"Saturday Night Live" writer Leslie Jones continued to be kicked around the Internet Tuesday morning in the wake of her performance on "Weekend Update" -- the "in-house image expert" who (umm) explained how "the way we view black beauty" has changed since slavery.
If the current standard for success on TV is defined by Twitter "conversations," retweets, online musings (aka blogs), and the resulting TV commentary, then Jones absolutely is the standout success of the 39th season to date.
Everyone has an opinion about her sketch, ranging from virulently-against to the positively-for, while the very sketch itself has even prompted a broad discussion on the Nature of Comedy, and What is Funny, and even the Too Soon question -- as in, is it too soon to joke about slavery, or will there ever be a time when it won't be too soon? (Jones herself has taken to Twitter to defend herself.)
In fact, a little bit lost in the whole debate seems to be that it's been done before -- comedy about slavery which sought the same sort of reaction that Jones' performance was clearly meant to elicit: Discomfort, anger, maybe even fury. Comedy, after all, isn't always about making people laugh.
Here's briefly the history -- both ancient and modern. Richard Pryor had a comedy series on NBC in 1977 that sprang from a hugely successful one-time special. The series didn't last, but thanks to the Internet, Pryor's famous opening "slave ship" sketch did.
Next, and much more recently, Key and Peele performed a slave skit; also posted below, and which has been cited as funnier take (by some) on the subject than the Jones skit..
Dave Chappelle, meanwhile, worked this material for years. ("Time-haters" is an example -- posted here, and which contains some language that many will find also offensive; but it was on his show and it also has had a long life on the Internet.)

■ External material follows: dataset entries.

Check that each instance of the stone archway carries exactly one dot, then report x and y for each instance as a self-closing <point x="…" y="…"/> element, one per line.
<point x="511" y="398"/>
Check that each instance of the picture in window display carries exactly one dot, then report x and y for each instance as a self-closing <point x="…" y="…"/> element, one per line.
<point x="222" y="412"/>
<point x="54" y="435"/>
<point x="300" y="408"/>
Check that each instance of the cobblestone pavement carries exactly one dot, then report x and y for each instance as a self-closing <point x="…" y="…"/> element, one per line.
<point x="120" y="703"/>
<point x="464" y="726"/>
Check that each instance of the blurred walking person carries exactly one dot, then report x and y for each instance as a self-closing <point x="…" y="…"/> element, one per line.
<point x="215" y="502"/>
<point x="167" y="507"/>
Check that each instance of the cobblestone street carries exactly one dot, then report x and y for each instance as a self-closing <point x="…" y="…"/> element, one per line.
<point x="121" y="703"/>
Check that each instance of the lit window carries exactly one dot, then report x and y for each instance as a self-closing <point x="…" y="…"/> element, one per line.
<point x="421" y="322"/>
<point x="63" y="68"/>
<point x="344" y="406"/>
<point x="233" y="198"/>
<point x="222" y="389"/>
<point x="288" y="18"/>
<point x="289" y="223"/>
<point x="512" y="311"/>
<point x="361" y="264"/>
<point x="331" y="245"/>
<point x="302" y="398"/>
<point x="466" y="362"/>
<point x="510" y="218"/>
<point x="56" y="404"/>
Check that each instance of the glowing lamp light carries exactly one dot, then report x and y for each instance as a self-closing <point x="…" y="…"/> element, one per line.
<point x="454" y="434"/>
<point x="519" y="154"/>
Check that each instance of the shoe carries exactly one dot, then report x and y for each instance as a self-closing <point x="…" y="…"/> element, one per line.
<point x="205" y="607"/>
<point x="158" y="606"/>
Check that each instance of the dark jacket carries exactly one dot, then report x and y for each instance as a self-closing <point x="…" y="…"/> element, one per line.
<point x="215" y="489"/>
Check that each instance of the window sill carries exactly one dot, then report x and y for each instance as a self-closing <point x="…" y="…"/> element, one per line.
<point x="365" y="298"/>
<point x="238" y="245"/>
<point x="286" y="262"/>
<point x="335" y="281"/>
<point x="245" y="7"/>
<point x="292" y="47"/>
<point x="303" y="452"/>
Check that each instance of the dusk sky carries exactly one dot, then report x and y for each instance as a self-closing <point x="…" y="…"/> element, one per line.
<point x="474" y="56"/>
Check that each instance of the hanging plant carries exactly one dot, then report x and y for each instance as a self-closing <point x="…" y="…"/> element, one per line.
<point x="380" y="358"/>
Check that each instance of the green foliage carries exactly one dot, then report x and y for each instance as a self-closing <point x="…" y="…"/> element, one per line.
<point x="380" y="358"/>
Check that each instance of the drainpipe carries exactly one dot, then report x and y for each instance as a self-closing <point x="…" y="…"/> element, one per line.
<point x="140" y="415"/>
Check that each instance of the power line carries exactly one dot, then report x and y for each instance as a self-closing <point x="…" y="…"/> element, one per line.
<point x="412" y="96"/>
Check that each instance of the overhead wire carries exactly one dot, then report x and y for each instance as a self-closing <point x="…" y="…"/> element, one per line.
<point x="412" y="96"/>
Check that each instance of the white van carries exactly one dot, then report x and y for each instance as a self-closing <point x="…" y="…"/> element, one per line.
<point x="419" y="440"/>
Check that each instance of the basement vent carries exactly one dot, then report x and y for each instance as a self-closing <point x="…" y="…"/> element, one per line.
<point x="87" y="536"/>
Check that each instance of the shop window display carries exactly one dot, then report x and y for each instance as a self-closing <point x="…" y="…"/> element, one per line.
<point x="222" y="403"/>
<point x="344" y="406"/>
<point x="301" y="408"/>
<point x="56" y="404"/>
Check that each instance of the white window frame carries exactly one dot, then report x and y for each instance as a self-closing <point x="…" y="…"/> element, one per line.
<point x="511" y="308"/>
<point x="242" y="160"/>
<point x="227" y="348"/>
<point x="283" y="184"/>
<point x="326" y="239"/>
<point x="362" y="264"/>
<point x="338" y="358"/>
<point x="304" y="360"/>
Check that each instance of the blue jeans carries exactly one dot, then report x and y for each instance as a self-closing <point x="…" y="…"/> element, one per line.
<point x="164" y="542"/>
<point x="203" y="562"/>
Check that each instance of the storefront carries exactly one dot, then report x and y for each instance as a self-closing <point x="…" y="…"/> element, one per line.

There are a few ways certainly to think about this material, including Jones' skit, and one of them might be this way: Comedy is and almost certainly should be at times about prodding the complacent among us. It can do that by taking something that has been so completely anesthetized and compartmentalized -- in the case of slavery, by history books, and the sheer passage of time, and the sense among people that this towering evil happened long ago and far away and could never happen again -- and then turning it into a visceral gut-punch. Maybe that's not funny, or maybe it is, but it does get people talking and thinking. On that point alone, Jones wins by default.